Steven Handel studies the potential to restore native plant communities, adding sustainable ecological services, biodiversity, and amenities to the landscape. He has explored pollination, seed dispersal, population growth, ecological genetics, and most recently, problems of urban and heavily degraded lands. Working with both biologists and landscape designers, he is improving our understanding of restoration protocols and applying this knowledge to public projects and to environmental education initiatives.

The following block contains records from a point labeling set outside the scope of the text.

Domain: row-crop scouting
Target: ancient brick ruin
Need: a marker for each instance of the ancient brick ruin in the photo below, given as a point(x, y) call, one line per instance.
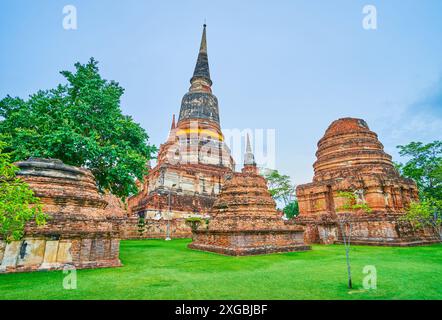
point(81, 231)
point(191, 167)
point(244, 220)
point(350, 158)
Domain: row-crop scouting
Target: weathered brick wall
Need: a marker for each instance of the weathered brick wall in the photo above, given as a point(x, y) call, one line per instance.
point(81, 231)
point(245, 221)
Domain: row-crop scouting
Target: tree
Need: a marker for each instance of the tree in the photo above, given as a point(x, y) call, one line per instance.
point(424, 166)
point(292, 209)
point(283, 191)
point(426, 214)
point(345, 224)
point(18, 205)
point(81, 124)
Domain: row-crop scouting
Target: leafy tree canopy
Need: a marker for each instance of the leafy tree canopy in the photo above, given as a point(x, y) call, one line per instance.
point(280, 186)
point(18, 204)
point(292, 209)
point(81, 124)
point(424, 166)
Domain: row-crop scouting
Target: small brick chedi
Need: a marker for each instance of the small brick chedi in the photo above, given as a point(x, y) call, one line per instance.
point(244, 220)
point(80, 232)
point(350, 158)
point(192, 164)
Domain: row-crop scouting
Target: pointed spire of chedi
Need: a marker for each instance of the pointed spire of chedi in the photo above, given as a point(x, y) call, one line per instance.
point(249, 158)
point(202, 64)
point(199, 102)
point(173, 123)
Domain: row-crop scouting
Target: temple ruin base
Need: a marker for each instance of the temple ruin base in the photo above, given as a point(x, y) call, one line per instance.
point(379, 229)
point(252, 242)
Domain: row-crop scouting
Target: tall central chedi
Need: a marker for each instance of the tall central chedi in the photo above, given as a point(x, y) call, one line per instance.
point(192, 164)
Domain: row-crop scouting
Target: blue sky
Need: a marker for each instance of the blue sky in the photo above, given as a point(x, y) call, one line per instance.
point(292, 66)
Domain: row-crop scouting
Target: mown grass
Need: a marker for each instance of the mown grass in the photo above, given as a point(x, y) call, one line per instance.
point(156, 269)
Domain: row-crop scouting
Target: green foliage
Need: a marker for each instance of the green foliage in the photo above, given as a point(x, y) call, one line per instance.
point(427, 213)
point(351, 203)
point(424, 166)
point(194, 222)
point(280, 186)
point(18, 205)
point(81, 124)
point(291, 210)
point(158, 269)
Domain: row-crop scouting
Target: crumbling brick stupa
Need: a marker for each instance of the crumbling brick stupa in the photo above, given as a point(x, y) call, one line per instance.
point(244, 220)
point(191, 165)
point(350, 158)
point(80, 232)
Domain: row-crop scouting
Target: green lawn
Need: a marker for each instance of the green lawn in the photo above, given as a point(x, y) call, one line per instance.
point(156, 269)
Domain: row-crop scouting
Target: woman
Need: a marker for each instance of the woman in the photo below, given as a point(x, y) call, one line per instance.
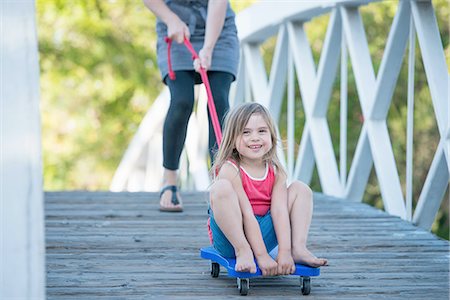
point(210, 27)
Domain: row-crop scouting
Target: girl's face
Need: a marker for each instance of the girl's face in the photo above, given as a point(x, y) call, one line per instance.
point(255, 140)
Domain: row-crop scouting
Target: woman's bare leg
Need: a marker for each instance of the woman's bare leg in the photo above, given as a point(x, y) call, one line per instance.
point(300, 203)
point(228, 215)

He serves on the faculty at Harvard and Rutgers Universities. Previously, he was a biology professor and director of the Marsh Botanic Garden at Yale University. He was also Director of the Center for Urban Restoration Ecology, an initiative of Rutgers, dedicated to teaching graduate students and professionals, and conducting research on rebuilding urban native habitats and their biotic improvement. In 2006, he also was awarded an appointment as Adjunct Professor of Ecology at the University of California, Irvine. He was Visiting Professor of Ecology at Stockholm Univ., Sweden in 2009, and at Harvard University's Graduate School of Design in 2012.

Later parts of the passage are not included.